INTELLECTUAL PROPERTY LAWS
What is Intellectual Property?
We think, we create and we innovate for betterment. Our creative thinking and our inventions are our Intellectual Property. Thus, Intellectual property (IP) refers to creations of the mind, such as inventions; literary and artistic works; designs; and symbols, names and images used in commerce.
Intellectual property is divided into two categories:
- Industrial Property which includes patents for inventions, trademarks, industrial designs and geographical indications.
- Copyright which covers
- literary works (such as novels, poems and plays),
- films, music,
- artistic works (e.g., drawings, paintings, photographs and sculptures) and
- architectural design.
What is Intellectual Property Right (IPR)?
Intellectual property rights are rights to use and enjoy Intellectual property exclusively.
Like no one use our house property without our permission; in the similar manner no one can use our Intellectual property without our permission. This right is known as Intellectual Property Right.
IPR allow creators, or owners, of patents, trademarks or copyrighted works to benefit from their own work or investment in a creation.
Why promote and protect intellectual property rights?
Intellectual property rights reward creativity and human endeavor, which fuel the progress of humankind.
- First, the progress and well-being of humanity rest on its capacity to create and invent new works in the areas of technology and culture.
- Second, the legal protection of new creations encourages the commitment of additional resources for further innovation.
- Third, the promotion and protection of intellectual property spurs economic growth, creates new jobs and industries, and enhances the quality and enjoyment of life.
An efficient and equitable intellectual property system can help all countries to realize intellectual property’s potential as a catalyst for economic development and social and cultural well-being.

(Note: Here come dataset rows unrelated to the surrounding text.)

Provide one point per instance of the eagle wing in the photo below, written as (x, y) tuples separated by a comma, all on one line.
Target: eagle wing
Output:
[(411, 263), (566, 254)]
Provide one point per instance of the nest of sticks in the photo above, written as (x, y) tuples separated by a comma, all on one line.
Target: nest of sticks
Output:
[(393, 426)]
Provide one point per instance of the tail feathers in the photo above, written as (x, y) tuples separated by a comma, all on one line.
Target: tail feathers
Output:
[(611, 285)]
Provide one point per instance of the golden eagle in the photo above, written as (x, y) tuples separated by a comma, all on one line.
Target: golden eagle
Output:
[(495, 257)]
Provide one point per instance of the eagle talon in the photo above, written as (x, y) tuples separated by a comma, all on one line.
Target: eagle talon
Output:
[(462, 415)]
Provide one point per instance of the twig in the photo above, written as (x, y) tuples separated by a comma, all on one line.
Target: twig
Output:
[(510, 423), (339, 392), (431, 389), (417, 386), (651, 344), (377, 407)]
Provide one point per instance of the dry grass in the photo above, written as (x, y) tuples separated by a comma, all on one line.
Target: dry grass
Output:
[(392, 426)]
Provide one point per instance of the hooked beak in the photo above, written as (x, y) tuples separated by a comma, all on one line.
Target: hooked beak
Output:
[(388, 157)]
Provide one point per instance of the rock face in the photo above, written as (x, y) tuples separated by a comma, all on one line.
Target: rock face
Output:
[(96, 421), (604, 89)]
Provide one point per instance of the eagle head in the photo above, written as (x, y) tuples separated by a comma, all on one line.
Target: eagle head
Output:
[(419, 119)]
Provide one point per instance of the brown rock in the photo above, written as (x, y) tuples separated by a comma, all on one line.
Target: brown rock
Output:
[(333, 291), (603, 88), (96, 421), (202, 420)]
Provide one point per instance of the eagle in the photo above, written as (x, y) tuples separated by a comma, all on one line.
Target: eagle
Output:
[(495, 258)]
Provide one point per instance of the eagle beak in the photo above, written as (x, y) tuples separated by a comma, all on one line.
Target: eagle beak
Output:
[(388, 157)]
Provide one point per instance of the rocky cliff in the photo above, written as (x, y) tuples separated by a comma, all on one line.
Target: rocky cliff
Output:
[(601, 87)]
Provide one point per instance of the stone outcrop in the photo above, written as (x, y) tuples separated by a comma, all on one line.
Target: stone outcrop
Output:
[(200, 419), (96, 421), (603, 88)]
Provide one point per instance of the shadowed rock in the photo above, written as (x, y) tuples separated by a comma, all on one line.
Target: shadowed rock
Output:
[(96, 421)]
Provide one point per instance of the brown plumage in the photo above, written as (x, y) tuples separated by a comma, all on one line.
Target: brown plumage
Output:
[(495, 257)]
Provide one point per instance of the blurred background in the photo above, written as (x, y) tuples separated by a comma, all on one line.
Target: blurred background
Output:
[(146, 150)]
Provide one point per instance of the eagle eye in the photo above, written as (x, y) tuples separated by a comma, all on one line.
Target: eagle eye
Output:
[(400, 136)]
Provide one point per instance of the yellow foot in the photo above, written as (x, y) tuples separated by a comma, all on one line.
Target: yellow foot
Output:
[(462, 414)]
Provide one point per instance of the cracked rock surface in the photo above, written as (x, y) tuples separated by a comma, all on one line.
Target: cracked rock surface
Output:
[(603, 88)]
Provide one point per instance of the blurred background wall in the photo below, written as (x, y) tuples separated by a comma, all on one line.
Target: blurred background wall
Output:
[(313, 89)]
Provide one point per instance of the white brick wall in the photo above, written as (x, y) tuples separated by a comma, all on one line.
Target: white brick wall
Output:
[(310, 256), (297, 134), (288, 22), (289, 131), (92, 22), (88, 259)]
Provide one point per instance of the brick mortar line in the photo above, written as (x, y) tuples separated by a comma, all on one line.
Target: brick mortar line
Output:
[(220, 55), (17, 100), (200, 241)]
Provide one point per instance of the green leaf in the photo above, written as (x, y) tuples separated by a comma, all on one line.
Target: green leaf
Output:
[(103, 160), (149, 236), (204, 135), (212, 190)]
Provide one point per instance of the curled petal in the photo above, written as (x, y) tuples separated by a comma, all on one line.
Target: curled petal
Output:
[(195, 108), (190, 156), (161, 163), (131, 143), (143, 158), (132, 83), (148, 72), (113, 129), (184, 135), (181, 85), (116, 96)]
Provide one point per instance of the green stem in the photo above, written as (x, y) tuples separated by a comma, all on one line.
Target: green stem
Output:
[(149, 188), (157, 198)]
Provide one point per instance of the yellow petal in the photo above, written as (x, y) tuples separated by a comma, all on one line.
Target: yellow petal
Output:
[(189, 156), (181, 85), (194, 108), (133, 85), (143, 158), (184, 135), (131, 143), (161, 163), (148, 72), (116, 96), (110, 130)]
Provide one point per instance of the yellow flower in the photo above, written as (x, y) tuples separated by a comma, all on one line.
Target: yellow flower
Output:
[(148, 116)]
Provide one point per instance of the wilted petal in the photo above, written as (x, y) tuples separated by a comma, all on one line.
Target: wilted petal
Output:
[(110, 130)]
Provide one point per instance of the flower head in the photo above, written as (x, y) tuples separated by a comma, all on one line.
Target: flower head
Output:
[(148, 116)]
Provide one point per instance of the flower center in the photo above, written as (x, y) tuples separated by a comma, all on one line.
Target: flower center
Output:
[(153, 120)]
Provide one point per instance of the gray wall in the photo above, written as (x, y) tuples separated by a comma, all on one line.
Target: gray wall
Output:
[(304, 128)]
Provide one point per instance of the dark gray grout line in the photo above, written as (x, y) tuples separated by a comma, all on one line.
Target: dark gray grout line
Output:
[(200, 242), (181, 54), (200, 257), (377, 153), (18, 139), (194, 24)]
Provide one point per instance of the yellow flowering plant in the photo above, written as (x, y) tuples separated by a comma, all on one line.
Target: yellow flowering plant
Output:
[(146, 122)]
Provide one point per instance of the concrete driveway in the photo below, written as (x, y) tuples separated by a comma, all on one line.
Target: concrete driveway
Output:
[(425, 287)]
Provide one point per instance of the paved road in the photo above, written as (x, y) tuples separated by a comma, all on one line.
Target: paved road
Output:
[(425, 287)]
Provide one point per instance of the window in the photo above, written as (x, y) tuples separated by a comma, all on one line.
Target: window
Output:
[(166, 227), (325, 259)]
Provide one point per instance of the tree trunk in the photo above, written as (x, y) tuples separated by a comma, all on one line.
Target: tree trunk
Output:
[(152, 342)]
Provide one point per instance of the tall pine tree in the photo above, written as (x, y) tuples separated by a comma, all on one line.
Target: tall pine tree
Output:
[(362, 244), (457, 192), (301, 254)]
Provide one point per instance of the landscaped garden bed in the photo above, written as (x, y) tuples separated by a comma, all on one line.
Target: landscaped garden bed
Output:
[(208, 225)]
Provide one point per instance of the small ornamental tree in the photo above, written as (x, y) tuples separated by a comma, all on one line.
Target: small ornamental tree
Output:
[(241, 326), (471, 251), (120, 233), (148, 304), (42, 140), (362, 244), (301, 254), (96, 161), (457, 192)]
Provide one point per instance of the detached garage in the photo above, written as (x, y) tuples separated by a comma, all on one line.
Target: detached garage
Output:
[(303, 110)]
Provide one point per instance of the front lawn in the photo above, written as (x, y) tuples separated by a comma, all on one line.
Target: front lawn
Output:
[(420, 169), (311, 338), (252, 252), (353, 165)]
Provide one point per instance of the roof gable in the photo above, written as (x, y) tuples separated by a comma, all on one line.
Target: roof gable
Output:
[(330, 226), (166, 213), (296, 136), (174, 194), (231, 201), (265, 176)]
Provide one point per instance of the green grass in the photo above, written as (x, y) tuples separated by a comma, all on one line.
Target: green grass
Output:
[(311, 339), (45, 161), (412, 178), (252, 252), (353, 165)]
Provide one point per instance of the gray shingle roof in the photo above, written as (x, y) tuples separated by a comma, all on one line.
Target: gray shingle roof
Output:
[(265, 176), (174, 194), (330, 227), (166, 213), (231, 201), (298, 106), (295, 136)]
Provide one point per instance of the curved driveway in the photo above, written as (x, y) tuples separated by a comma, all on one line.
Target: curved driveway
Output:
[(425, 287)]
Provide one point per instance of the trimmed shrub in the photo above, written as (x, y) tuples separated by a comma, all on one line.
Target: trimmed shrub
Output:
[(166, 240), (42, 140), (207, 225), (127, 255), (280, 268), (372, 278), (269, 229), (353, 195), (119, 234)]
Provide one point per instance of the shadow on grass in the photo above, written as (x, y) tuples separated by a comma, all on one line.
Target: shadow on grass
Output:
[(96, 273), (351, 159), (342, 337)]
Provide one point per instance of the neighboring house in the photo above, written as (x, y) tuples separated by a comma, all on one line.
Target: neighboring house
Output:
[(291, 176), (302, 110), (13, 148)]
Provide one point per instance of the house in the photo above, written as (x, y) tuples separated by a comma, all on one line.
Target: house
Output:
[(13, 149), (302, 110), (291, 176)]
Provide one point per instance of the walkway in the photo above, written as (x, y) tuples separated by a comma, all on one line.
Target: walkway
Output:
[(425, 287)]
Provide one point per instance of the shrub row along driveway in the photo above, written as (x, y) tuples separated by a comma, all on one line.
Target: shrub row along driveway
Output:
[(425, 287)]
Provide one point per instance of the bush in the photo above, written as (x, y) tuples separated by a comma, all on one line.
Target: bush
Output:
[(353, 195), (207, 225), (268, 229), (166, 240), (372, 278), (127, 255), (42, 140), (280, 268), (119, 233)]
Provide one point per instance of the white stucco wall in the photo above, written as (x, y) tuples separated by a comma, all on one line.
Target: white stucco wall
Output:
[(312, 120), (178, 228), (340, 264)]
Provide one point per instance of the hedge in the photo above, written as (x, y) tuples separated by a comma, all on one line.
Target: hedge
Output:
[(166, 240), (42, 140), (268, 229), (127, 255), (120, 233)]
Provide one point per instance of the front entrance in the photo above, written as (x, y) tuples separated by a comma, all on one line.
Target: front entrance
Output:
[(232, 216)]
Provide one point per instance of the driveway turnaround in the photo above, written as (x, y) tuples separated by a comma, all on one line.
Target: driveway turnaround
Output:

The intellectual property system helps strike a balance between the interests of innovators and the public interest, providing an environment in which creativity and invention can flourish, for the benefit of all.
Further, consumers would have no means to confidently buy products or services without reliable, international trademark protection and enforcement mechanisms to discourage counterfeiting and piracy.
Historical framework of IPR
Historically the first system of protection of intellectual property came in the form of Venetian Ordinance in 1485 in Europe. This was followed by Statute of Monopolies in England in 1623, which extended patent rights for Technology Inventions. In the United States, patent laws were introduced in 1760. Most European countries developed their Patent Laws between 1880 to 1889.
Legal Framework of Intellectual Property Laws in India
At present following are the major Intellectual Property Laws in India:
- Trade Mark Act, 1999;
- Designs Act, 2000;
- Copyright Act, 1957 [last amended by Copyright (Amendment) Act, 2012]; and
- Patents Act, 1970 [last amended in 2005]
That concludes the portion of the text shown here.